Indexing application users

danielrearden.id.blo · September 15, 2019, 2:27pm

As part of the dapp I’m developing, I’d like to be able to maintain a list of users that are actually using the dapp server-side. Moreover, my intent is to make the server API configurable – anyone will be able to run their own server and point the dapp at it if they don’t trust or can’t access the public server. That means in order to maintain a list of users, the server needs to iterate through all possible users’ profiles to compile the list of actual users.

This approach was originally discussed in this post.

My question is two-fold:

From the perspective of my dapp, are all names and subdomains potential users whose profile I need to process and possibly add? There are currently about 1,350 pages of subdomains (or 135,000 subdomains) returned by the API. If I could whitelist/blacklist particular TLDs or subdomains, it would somewhat speed things up.
Has anyone dealt with doing indexing like this, and if so, what have you done to improve performance? As it stands, the current process requires thousands of requests to both the Blockstack core node and the Gaia hub. Running a core node locally helps considerably, but fetching the actual profile data from Gaia is still pretty slow due to rate limiting.

EDIT: After some additional thought, I think federation between the different servers may be an appropriate compromise:

Each server would maintain a list of peers.
A peer could be bootstrapped by either getting a list of usernames from an existing peer or by going through the process described above.
When a user registers, an event would be broadcast to all peers to add the username.

The downside is that there’s now a level of trust required in assuming that the events are in fact being fired. On the other hand, this would also provide a mechanism for broadcasting other events, (like the user adding content) which would lessen the need to poll Gaia for that data as well.

I would still love to hear if anyone has additional thoughts around any of this though!

mikecohen.id · September 15, 2019, 7:54pm

Hi @danielrearden.id.blo I do this in radicle apps by indexing users when they visit into a lucene index - ie the index is limited by app domain rather than user name domains - it has endpoints to build the index which allow looping over users by pulling pages from a local blockstack node but it’s a lot more data and would probably take a day or two to build initially - because of the Gaia profile reads as Jude points out. Much easier to just index users when they visit from a local blockstack node to get elastic search logic.

I’d like to extend this at some point by having a common search object schema allowing apps in general to add elastic search logic to their app via a rest api.

I don’t think there is a trust issue - I may be misunderstanding - as this is just a stateless cache of publicly available data - its a bit like radiks server in this respect but with a different elastic search implementation - the worst would be it becoming stale but this can be mitigated by say scheduled refresh.

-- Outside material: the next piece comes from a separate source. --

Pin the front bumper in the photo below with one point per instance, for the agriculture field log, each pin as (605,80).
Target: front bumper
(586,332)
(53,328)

Our indexer runs in a docker container so can be deployed and replicated and partitioned fairly easily.

danielrearden.id.blo · September 15, 2019, 8:24pm

Thanks for the feedback @mikecohen.id! I think I’m trying to do pretty much what you described, except utilizing Neo4j. The idea is, starting from a list of app users, for each user, we get the relevant files from Gaia and dump the data into the db and then expose some API for querying the data. It sounds like that’s what Radicle is doing too, which is pretty cool!

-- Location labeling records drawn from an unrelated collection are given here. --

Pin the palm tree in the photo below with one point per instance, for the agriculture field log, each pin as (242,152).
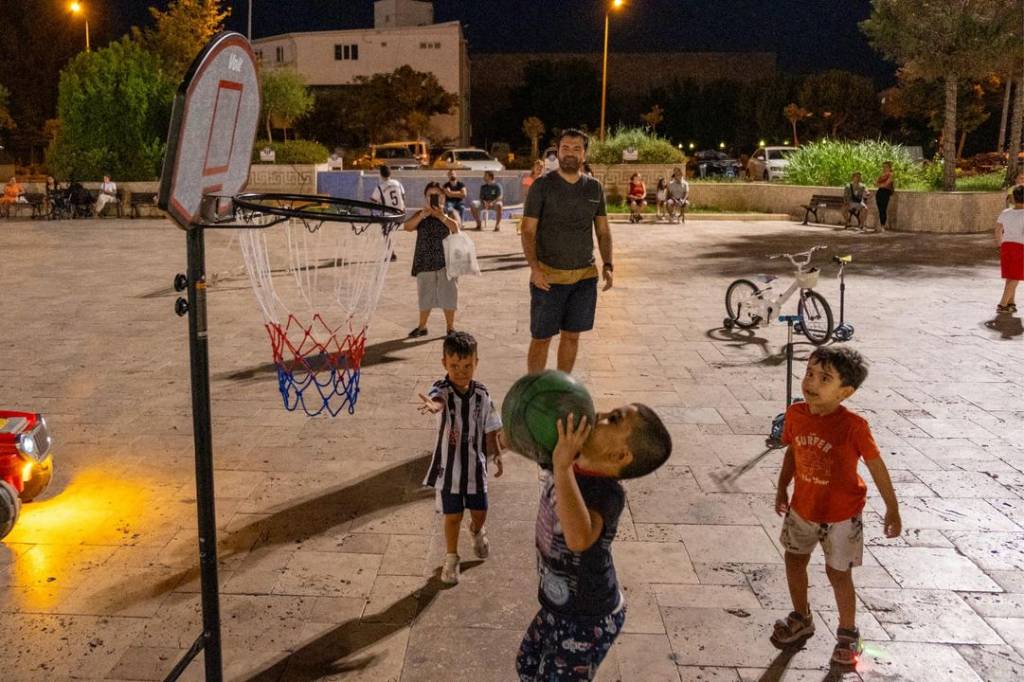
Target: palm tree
(534,129)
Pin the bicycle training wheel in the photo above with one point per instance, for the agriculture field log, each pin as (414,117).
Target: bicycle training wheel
(815,315)
(739,303)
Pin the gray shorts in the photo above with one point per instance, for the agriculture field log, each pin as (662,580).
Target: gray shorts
(436,291)
(843,543)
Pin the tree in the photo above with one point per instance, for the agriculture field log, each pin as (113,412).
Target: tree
(114,104)
(653,117)
(285,97)
(842,103)
(795,114)
(926,101)
(6,120)
(942,40)
(397,103)
(534,128)
(181,32)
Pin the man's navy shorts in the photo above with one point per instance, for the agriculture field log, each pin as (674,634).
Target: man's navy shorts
(564,308)
(454,504)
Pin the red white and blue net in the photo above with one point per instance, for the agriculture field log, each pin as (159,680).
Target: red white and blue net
(317,284)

My hangup with “indexing users when they visit” concerns bootstrapping a new indexer. Imagine as, a user, I want to spin up my own indexer and use the app with that instead. Maybe the original indexer is temporarily unavailable, for example. Or the developer gets hit by a bus. The new indexer would be able to index any new visitors to the site but would have no knowledge of the previously indexed users. Likewise, if the user decides the indexer, the data would be fragmented across all indexers as not every user would talk to the same indexer.

That’s the crux of the problem as I see it… unless I misunderstood your response and missed some insight.

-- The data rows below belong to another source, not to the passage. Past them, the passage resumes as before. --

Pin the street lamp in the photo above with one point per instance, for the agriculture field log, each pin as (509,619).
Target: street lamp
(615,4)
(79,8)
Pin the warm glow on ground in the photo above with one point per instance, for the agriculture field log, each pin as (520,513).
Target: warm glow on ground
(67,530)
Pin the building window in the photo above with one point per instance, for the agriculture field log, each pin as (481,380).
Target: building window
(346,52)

mikecohen.id · September 15, 2019, 9:19pm

Hey - yes understand - I don’t think you can tell if a users profile and apps list has changed until you pull the profile json so it’s not like indexing a bitcoin node where you can use a snapshot to seed another node.

I guess it depends on the question you’re asking of the indexer. If it’s ‘which apps has a user logged into?’ then you’ll have to pull the profile to answer but if it’s what discoverable data has the user uploaded on a specific domain then the index can be kept current for that domain and can be used to seed/spin up other instances and then you can do stuff like replication and sharding.

BTW I used to work with neo4j - really nice nosql db. Good luck!